While data from various measures do not align perfectly, results from studies of set learning and set-shifting in SZ patients converge in several respects:

  • They indicate that patients are not simply insensitive to punishments in the manner that individuals with frontal lobe or amygdala lesions often appear to be;

  • They point to a more general deficit in learning about value, even when rapid reversals are not required; and

  • They support the idea that this deficit in learning about value may stem from working memory impairments, frequently associated with SZ.

The remainder of the manuscript will focus on studies using probabilistic reversal learning, as a paradigm case, to investigate rapid reinforcement learning. Given their extensive application in both the human and nonhuman studies of cognitive flexibility, the functional anatomy of processes involved in probabilistic reversal learning have been relatively well mapped-out, potentially enabling one to make detailed statements about the neural substrates of both adaptive and pathological value-based learning and decision making.

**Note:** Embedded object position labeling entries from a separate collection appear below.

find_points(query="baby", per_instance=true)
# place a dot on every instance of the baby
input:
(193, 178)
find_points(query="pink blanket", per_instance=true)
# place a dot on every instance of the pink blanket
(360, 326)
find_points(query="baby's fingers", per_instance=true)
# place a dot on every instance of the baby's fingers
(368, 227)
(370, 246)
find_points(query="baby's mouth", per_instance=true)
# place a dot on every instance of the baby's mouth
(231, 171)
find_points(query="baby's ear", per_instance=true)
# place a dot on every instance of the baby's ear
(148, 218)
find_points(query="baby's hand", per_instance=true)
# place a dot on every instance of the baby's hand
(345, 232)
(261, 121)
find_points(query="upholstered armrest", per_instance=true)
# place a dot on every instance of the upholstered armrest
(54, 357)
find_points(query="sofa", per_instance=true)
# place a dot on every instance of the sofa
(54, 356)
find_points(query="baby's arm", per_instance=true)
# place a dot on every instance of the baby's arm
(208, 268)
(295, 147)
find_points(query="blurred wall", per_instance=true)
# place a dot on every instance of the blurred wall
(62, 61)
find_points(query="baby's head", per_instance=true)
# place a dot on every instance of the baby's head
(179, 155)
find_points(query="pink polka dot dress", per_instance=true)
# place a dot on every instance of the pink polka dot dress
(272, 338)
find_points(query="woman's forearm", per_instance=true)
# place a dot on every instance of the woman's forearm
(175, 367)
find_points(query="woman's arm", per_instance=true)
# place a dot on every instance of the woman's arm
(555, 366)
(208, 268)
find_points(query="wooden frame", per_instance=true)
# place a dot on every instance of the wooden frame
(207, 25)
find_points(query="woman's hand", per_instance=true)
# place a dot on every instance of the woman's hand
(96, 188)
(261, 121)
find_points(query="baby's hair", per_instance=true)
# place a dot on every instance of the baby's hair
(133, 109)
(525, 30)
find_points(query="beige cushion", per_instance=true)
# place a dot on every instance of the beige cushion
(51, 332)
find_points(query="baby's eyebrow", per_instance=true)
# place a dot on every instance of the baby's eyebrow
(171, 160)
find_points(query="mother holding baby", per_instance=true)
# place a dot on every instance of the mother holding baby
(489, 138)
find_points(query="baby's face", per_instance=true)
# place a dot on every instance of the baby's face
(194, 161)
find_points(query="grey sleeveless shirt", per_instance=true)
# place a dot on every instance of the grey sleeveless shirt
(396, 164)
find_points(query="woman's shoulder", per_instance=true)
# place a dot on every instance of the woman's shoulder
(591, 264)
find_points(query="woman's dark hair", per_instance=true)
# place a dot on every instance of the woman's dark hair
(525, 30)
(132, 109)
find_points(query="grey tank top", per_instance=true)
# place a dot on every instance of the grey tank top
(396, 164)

4. Reversal learning as a paradigm case – difference neural substrates for different cognitive processes

4.1. Frontostriatal systems and reversal learning

Due to their potential as translational paradigms for the study of reinforcement learning and set-shifting, Probabilistic Reversal Learning tasks have frequently been used in cognitive neuroscience studies over the last several decades. Both lesion studies (Hornak et al., 2004) and neuroimaging studies (Cools et al., 2002) have confirmed a role for frontostriatal circuits in successful reversal learning. As with other paradigms, however, more recent studies using PRL paradigms have highlighted their complexity and have focused on isolating the component processes. Ventrolateral prefrontal cortex (vlPFC; Brodmann areas 47/12) is an area that has been consistently implicated in set-shifting behavior, both in imaging studies of the WCST and related tasks (Konishi et al., 1999, Monchi et al., 2001), and in imaging studies of probabilistic reversal learning (Cools et al., 2002). The idea that this region is specifically involved in “switching” behavior is supported by evidence that vlPFC is selectively activated by negative feedback that leads to switching (Cools et al., 2002). Additional evidence indicates that the vlPFC is essential for the integration of negative feedback in rule-learning, as the act of switching, itself, activates vlPFC to a much lesser degree (Konishi et al., 1999, Monchi et al., 2001).

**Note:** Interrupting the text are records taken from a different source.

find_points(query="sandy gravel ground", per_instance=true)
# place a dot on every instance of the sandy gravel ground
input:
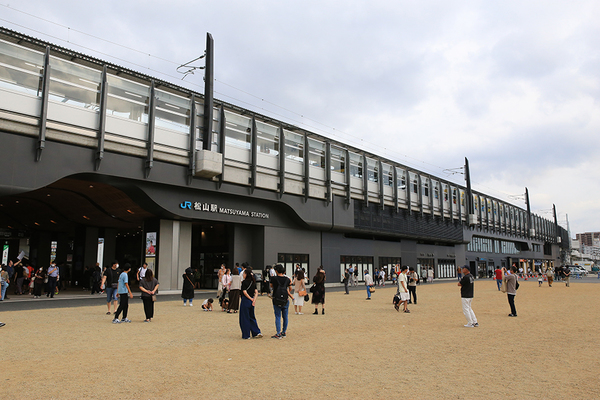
(359, 349)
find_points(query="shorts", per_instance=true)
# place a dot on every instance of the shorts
(111, 294)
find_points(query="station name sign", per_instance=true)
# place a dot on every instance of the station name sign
(214, 208)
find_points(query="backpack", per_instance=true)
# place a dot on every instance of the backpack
(280, 294)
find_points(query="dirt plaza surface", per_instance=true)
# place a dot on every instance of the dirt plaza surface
(358, 349)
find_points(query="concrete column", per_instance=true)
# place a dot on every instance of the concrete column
(174, 252)
(91, 247)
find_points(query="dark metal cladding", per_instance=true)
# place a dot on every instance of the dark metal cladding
(102, 124)
(209, 76)
(44, 107)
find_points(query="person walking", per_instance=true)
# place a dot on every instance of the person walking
(567, 276)
(4, 282)
(149, 288)
(511, 280)
(281, 289)
(110, 283)
(52, 279)
(430, 275)
(248, 323)
(222, 271)
(413, 279)
(141, 272)
(234, 291)
(345, 280)
(38, 283)
(299, 291)
(19, 277)
(550, 276)
(187, 291)
(466, 285)
(368, 283)
(498, 277)
(124, 295)
(319, 290)
(403, 293)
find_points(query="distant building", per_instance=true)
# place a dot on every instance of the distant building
(589, 238)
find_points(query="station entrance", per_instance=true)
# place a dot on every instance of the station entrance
(210, 249)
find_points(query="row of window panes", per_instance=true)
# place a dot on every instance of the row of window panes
(446, 268)
(21, 68)
(361, 263)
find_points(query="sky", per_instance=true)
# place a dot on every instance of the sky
(513, 86)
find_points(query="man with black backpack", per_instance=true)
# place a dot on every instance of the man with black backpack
(281, 292)
(110, 281)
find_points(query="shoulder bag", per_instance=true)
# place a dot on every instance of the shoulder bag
(503, 287)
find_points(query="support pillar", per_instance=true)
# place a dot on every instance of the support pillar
(174, 252)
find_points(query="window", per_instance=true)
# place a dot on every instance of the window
(361, 263)
(127, 99)
(238, 130)
(267, 139)
(21, 69)
(401, 179)
(172, 112)
(388, 264)
(338, 159)
(294, 146)
(74, 84)
(446, 268)
(316, 153)
(387, 174)
(356, 165)
(372, 170)
(289, 262)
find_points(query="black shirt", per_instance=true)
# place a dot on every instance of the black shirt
(249, 286)
(277, 281)
(466, 286)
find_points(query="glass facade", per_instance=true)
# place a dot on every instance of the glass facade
(128, 101)
(289, 262)
(362, 263)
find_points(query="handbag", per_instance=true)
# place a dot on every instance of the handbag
(503, 287)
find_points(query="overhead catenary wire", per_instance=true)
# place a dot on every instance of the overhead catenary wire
(330, 132)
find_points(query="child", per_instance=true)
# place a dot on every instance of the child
(207, 305)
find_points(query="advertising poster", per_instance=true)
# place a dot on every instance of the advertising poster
(150, 244)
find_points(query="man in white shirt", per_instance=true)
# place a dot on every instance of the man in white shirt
(142, 271)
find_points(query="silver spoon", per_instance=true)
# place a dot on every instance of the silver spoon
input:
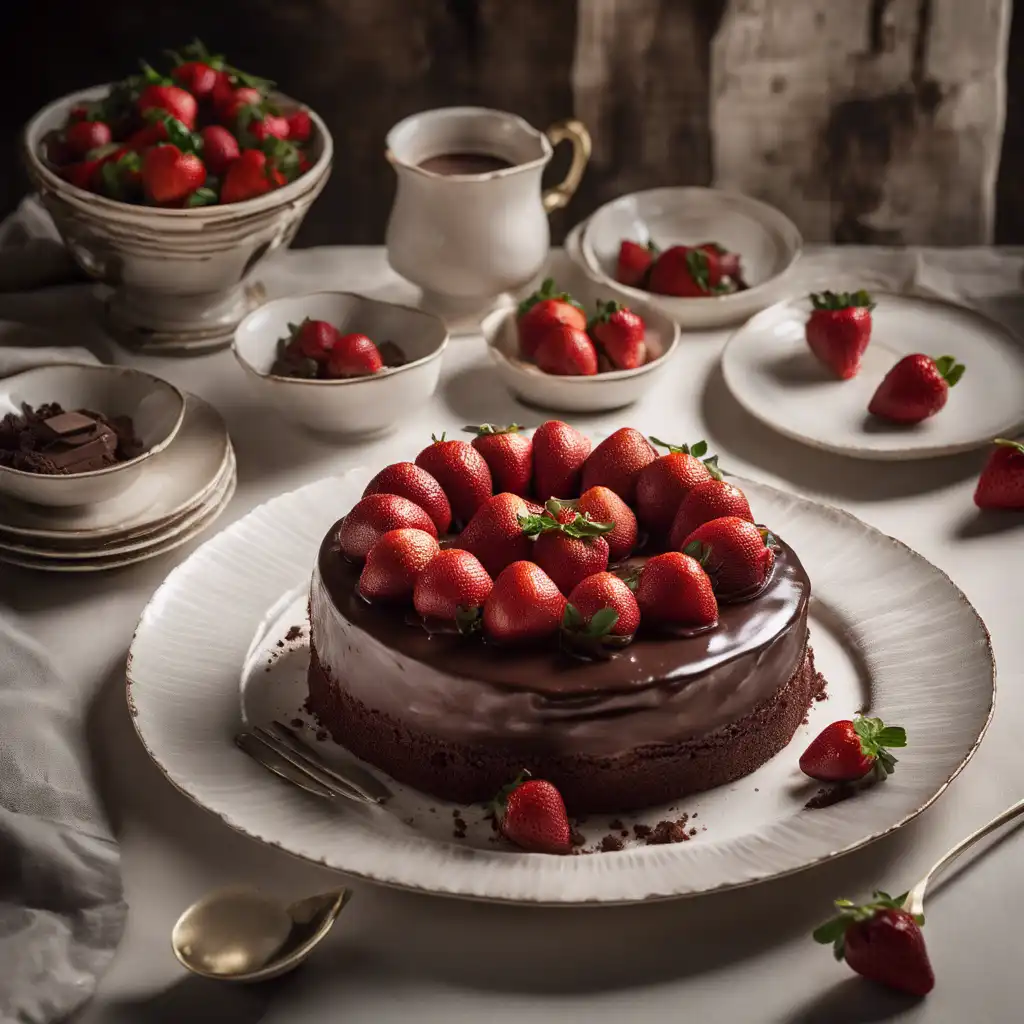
(241, 935)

Several other subregions of PFC have been linked to specific set-shifting processes, as well. Switching to the alternative response in a PRL task depends on at least two processes: inhibiting a previously reinforced choice and overcoming the avoidance of a previously-punished choice. Using a clever design, Greening and colleagues (2011) mapped these two subprocesses to ventromedial prefrontal cortex (vmPFC) and dorsomedial prefrontal cortex (dmPFC), respectively. Specifically, a suppression of activity in vmPFC was observed in conjunction with the inhibiting of a previously reinforced choice, whereas an increase in activity in dmPFC was observed in conjunction with overcoming the avoidance of a previously-punished choice (Greening et al., 2011). Finally, given the dependence of rule learning and set-shifting on working memory (Gold et al., 1997, Pantelis et al., 2004), it should come as no surprise that the mid-dorsolateral prefrontal cortex (dlPFC; area 9/46) generally shows increased activity in association with the performance of set-shifting and reversal learning tasks.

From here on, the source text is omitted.